Unlike mRNA expression for ACE and ACE2, that of the angiotensin AT1
receptor was not found to be differentially expressed in failing myocardium. This contrasts with previous data [15
] indicating reduced AT1
receptor expression in heart failure. Since the latter studies were carried out on right ventricular biopsies, it is possible that regional variation occurs in ventricular AT1
receptor expression in the failing heart. Finally, in contrast to all other genes studied, no expression (zero copies) of renin mRNA was detected in either non-failing or failing left ventricular myocardium. The question of whether renin may be produced locally in the myocardium has been an issue of controversy over the years but has not to our knowledge previously been addressed using QRT-PCR. However, even with this sensitive detection methodology, no ventricular expression (zero copies) was detected. This was not a methodology failure as the primer probe set used for renin transcript amplification worked as expected in human renal cortex. Therefore, these data are in agreement with previous findings [17
], suggesting that the renin gene is not expressed in cardiac tissues.
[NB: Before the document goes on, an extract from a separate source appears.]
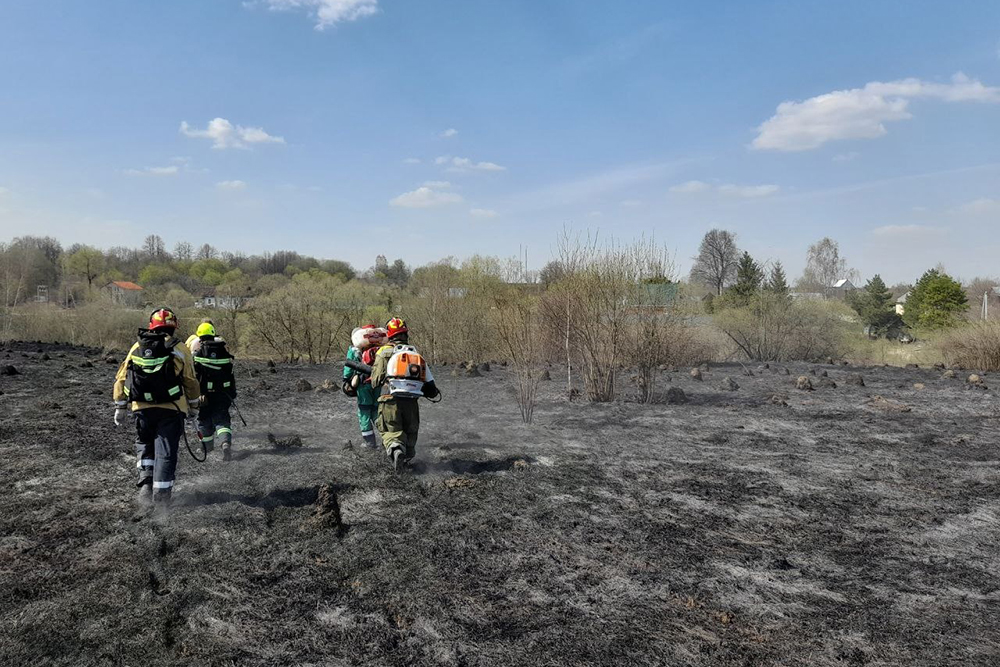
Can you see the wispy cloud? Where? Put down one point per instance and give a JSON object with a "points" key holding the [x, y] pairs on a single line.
{"points": [[327, 13], [908, 231], [982, 206], [425, 197], [465, 164], [749, 191], [727, 189], [859, 113], [224, 134], [690, 187], [169, 170]]}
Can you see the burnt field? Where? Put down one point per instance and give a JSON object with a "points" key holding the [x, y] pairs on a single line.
{"points": [[767, 525]]}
Therefore, the key novel result from the current work is that ACE2 mRNA expression is increased in the human failing heart. This finding sits well with the emerging hypothesis that ACE2 may counterbalance the effects of stimulation of the renin-angiotensin system by reducing Ang II levels, and generating peptide products such as Ang1-7, which may benefit cardiac function. Indeed, recent data suggest that administration of Ang 1-7 can ameliorate the development of ischemia-induced heart failure in rats [18
]. Since the completion of the current study, it has been discovered that the G protein coupled receptor, Mas, is a high affinity, functional receptor for Ang 1-7 [20
]. The question of whether Mas, like ACE2, is also differentially regulated in heart failure will be an interesting subject for future studies to address. Whether up regulation of ACE2 has important functional consequences in the human failing heart remains to be determined, however, the emerging data raise the intriguing possibility that a novel therapeutic approach to heart failure may be achieved through enhancement of ACE2 activity.
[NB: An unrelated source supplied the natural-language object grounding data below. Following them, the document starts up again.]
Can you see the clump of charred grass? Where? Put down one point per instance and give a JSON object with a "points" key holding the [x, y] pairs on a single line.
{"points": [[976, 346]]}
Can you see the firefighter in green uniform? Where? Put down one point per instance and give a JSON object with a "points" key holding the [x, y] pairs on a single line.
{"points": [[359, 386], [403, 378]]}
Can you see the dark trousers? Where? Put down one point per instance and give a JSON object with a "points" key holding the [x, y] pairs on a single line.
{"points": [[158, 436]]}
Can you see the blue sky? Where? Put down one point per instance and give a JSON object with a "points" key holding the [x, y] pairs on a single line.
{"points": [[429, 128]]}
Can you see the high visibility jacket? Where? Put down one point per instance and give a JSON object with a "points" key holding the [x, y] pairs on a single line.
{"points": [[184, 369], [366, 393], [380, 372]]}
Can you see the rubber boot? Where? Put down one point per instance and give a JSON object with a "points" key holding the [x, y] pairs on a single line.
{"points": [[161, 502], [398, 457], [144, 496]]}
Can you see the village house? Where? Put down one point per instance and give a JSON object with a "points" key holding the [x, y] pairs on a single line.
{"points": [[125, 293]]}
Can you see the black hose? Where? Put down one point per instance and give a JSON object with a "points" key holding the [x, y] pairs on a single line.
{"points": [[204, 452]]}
It is worth noting some limitations of the current work. First, only changes in mRNA have been addressed. While in the case of ACE and ANF it has been shown by other workers that in the failing heart increased mRNA translates into increased protein, this remains to be proven for ACE2. In addition, it will be of interest to determine which cell types in the failing heart increase the expression of ACE2 mRNA and protein. Secondly, while the experimental groups were matched for sex and age as closely as possible, the donors in both the heart failure groups were receiving various pharmacological therapies. Thus, we must acknowledge the possibility that these therapies could have influenced the levels of expression of ACE2 mRNA. Clarification of this question will likely require studies in animal models of heart failure where background can be strictly controlled. Finally, only end stage heart failure has been examined in this study, thereby giving no temporal data regarding the expression of ACE2 during the development of failure.